Calculating the percentage

Here’s the pipeline aggregation to calculate the percentage of in stock products:

GET products/_search
{
  "size": 0,
  "aggs": {
    "categories": {
      "terms": {
        "field": "productCategory"
      },
      "aggs": {
        "numInStock": {
          "sum": {
            "field": "inStock"
          }
        },
        "percInStock": {
          "bucket_script": {
            "buckets_path": {
              "inStock": "numInStock",
              "total": "_count"
            },
            "script": "(params.inStock / params.total) * 100"
          }
        }
      }
    }
  }
}

The buckets_path section may look a bit strange.

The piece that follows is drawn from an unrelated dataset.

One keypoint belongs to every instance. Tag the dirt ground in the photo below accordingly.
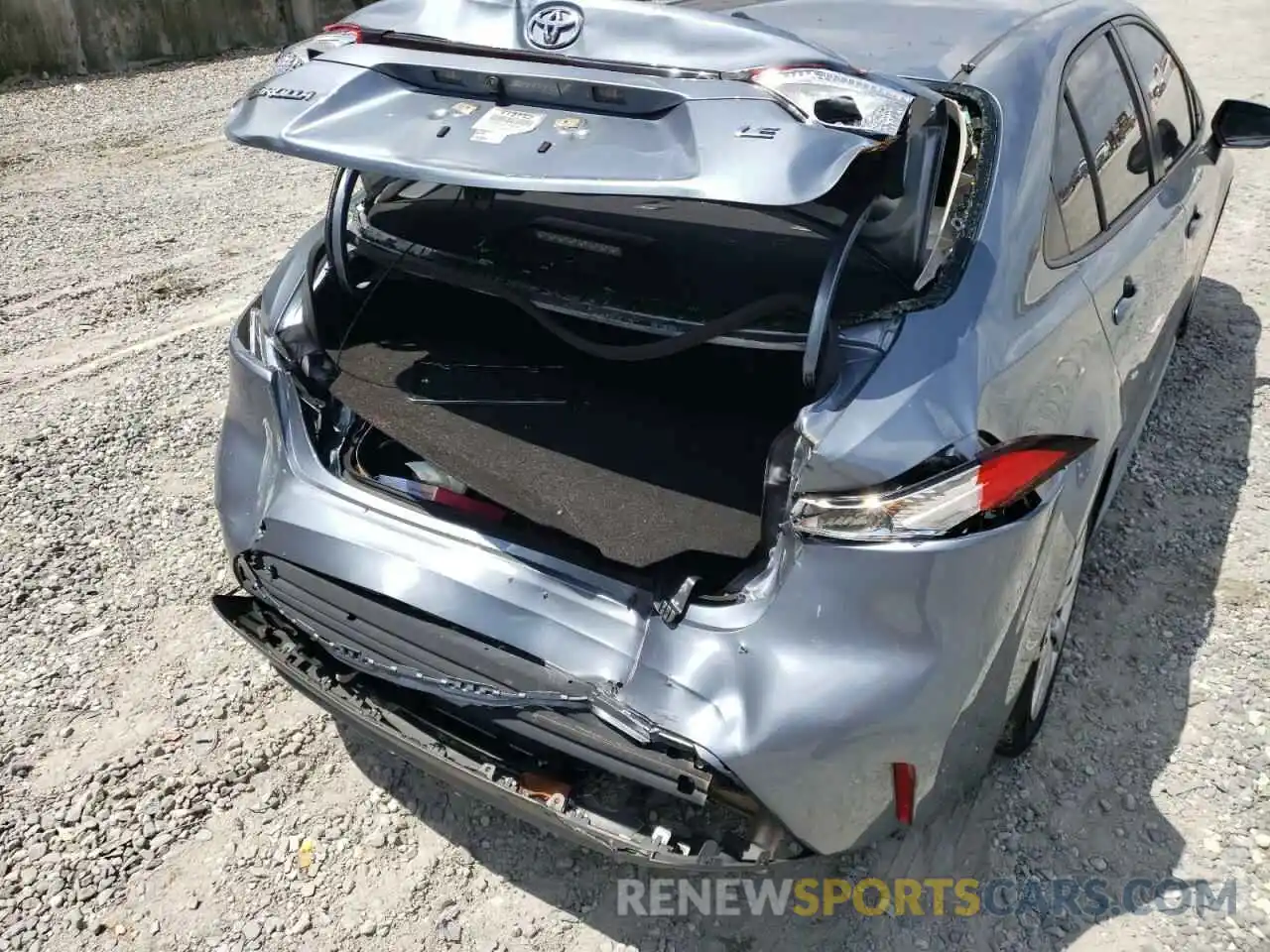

A bucket_script pipeline aggregation is a parent pipeline aggregation, meaning it can compute new values from the output of its parent aggregation. In this case, the parent is the categories aggregation. _count is a special bucket path that will use the document count as its input. This is the number of products in the category bucket.

numInStock is a metric aggregation, so using it in a buckets_path will use the metric aggregation value.

The script simply does the calculation to find the percentage and the output is just what we need:

{
  "aggregations" : {
    "categories" : {
      "doc_count_error_upper_bound" : 0,
      "sum_other_doc_count" : 0,
      "buckets" : [
        {
          "key" : "toy",
          "doc_count" : 4,
          "numInStock" : {
            "value" : 2.0,
            "value_as_string" : "true"
          },
          "percInStock" : {
            "value" : 50.0
          }
        },
        {
          "key" : "book",
          "doc_count" : 3,
          "numInStock" : {
            "value" : 2.0,
            "value_as_string" : "true"
          },
          "percInStock" : {
            "value" : 66.66666666666666
          }
        }
      ]
    }
  }
}

Summary

Using sum aggregations on boolean fields is a really useful trick for finding the number of documents where that field value is true.

Despite pipeline aggregations being removed from the Elastic Certified Engineer exam, they’re an incredibly useful feature and I will be writing more about them in the future.